The U.S. had given -- and was continuing to give -- Israel photos taken by the very same satellites from which came the secrets Pollard passed. There were no technical differences between the pictures Pollard was passing illegally and the ones the U.S. government was passing legally. These photos did not help the Israelis learn more about the satellites than they already knew. In fact, the U.S. government had briefed them and other U.S. allies on the capability of the satellites -- especially after CIA officer William Kampiles sold the KH-11 satellite operating manual to the Soviets in 1978.

The difference between the pictures the U.S. government was giving to Israel and the ones that it was withholding lay not in sources or methods, but in the subject. Some senior officials of the U.S. government had decided that Israel should not have certain information about Iraq and other Arab countries because the officials did not like what Israel was doing with it. By passing precisely that information, Pollard damaged U.S. foreign policy. The fact that U.S. policy toward Iraq during the 1980s was bad did not give Pollard any right to subvert it.

Some senior U.S. officials were angry at Israel for getting in the way of their Middle East policy. In 1981, shortly after Israel had bombed the Osirak reactor that had been the centerpiece of Saddam Hussein's nuclear weapons program, Deputy Central Intelligence Agency Director Bobby Ray Inman went to Capitol Hill to criticize the Israelis, who had used U.S. satellite pictures to plan the bombing. Mr. Inman said they had harmed sophisticated U.S. efforts to build an important relationship with Saddam.

Therefore he personally had just cut Israel off from satellite information about Iraq and later began to send satellite pictures to Saddam.

Mr. Inman was acting on behalf of many of the principal makers of U.S. foreign policy, including Mr. Weinberger and later Secretary of State George Shultz, who during the 1980s sacrificed much for their vision of a fruitful relationship with Saddam. Mr.Inman reported to incredulous senators in 1982 that U.S.intelligence no longer supported the conclusion that Iraq was a major sponsor of terrorism. High-level officials dismissed concerns about Baghdad's purchase of a chemical facility that became the centerpiece of Iraq's chemical and biological weapons program and during the 1980s these officials provided Saddam with U.S. weapons and intelligence. These officials also knew about -- and failed to hinder -- the transfer of German technology to the Saad 16 missile factory in northern Iraq.

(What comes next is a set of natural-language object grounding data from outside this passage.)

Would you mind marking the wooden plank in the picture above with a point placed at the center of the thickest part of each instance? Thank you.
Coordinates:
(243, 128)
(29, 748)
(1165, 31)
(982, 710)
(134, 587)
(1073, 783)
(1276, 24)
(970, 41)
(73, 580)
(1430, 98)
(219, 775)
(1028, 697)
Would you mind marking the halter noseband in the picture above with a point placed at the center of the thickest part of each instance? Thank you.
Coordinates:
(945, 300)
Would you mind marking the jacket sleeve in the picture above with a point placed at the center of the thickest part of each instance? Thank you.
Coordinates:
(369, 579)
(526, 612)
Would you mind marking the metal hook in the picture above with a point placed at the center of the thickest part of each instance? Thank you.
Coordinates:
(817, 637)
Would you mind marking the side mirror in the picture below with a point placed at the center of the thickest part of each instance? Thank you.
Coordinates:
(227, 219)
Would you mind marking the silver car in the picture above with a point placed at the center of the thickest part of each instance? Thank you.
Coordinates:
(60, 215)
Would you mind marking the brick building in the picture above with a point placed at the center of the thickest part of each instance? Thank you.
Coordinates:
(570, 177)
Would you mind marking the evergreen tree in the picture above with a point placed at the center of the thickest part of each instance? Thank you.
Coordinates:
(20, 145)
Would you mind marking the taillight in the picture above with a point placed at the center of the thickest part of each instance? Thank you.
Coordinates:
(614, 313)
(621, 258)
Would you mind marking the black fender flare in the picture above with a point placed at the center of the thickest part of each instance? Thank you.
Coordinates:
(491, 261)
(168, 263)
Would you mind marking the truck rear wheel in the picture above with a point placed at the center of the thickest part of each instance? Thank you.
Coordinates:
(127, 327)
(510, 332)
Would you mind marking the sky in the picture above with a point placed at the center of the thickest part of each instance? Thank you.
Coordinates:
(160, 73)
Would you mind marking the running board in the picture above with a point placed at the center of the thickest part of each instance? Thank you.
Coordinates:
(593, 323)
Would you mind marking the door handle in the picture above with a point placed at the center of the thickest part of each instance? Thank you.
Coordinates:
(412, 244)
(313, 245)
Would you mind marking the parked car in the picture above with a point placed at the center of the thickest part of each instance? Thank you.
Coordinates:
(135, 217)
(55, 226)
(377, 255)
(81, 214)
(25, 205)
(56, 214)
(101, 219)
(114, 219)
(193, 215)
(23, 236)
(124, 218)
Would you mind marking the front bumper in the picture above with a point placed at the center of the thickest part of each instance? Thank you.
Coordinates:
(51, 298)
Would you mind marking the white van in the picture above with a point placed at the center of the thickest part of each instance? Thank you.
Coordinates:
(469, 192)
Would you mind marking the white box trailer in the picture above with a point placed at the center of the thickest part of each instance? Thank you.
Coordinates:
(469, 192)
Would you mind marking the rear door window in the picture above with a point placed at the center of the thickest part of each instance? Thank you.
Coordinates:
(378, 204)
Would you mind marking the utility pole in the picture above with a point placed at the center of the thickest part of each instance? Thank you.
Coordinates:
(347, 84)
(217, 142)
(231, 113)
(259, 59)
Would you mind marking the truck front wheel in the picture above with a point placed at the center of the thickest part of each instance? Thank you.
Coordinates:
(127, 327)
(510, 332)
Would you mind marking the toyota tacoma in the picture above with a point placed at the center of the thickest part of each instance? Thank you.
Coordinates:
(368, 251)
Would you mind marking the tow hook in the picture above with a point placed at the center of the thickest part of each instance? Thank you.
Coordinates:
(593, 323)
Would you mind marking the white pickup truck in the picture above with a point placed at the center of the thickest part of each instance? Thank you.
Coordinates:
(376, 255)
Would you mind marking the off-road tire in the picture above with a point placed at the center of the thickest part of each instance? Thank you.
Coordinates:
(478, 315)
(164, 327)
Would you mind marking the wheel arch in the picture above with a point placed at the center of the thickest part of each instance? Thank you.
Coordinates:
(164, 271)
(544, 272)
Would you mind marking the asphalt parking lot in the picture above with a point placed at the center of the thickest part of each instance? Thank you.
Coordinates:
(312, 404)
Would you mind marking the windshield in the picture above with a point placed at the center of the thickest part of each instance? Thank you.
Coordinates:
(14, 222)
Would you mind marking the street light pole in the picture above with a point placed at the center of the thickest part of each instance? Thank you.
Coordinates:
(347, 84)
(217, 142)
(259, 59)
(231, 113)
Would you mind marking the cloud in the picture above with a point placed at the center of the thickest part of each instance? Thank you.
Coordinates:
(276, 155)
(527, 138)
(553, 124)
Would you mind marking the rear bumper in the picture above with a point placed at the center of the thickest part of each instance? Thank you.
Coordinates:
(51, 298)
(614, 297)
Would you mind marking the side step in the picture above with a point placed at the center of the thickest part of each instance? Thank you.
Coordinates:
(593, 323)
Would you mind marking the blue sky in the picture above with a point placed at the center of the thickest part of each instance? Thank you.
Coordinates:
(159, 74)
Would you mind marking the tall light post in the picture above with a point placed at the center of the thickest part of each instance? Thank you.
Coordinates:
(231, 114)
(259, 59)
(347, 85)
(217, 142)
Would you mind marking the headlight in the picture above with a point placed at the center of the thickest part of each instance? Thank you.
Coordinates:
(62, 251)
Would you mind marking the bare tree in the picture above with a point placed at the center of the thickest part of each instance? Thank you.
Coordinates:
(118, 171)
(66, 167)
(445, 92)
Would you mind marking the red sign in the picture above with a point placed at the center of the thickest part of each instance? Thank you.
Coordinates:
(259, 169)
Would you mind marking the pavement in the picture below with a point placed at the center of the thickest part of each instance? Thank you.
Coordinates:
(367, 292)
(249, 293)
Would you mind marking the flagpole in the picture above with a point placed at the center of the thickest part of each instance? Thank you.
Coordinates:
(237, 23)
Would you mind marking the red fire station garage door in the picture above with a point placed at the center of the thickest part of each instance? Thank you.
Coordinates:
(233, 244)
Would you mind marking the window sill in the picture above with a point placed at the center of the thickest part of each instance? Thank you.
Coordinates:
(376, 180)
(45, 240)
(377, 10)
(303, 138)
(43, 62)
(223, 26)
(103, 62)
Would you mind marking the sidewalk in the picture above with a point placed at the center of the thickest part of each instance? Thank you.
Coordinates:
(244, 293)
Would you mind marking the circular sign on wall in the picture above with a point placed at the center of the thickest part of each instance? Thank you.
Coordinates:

This policy, vigorously pursued by Washington until the very eve of the Gulf War, turned Iraq into a danger to mankind. This policy helped supply the technologies that killed U.S. soldiers in the Gulf War -- the technologies for which inspectors now are searching fruitlessly and that may well kill other Americans in the future. Pollard's sin is blowing the whistle on an embarrassing policy -- a sin for which he is serving a life sentence instead of four years.

Messrs. Weinberger, Shultz and Inman had every right to be wrong about foreign policy; Pollard had no right to express his disagreement through espionage. Nevertheless, it is wrong to criminalize differences over policy, and to use the justice system for personal vengeance. In the U.S., the penalty for subverting policy is being fired. For espionage on behalf of allies,the usual penalty is four years. Pollard has more than paid his debt.


Mr. Codevilla, a professor of International Relations at Boston University, served on the staff of the Senate Intelligence Committee between 1977 and 1985.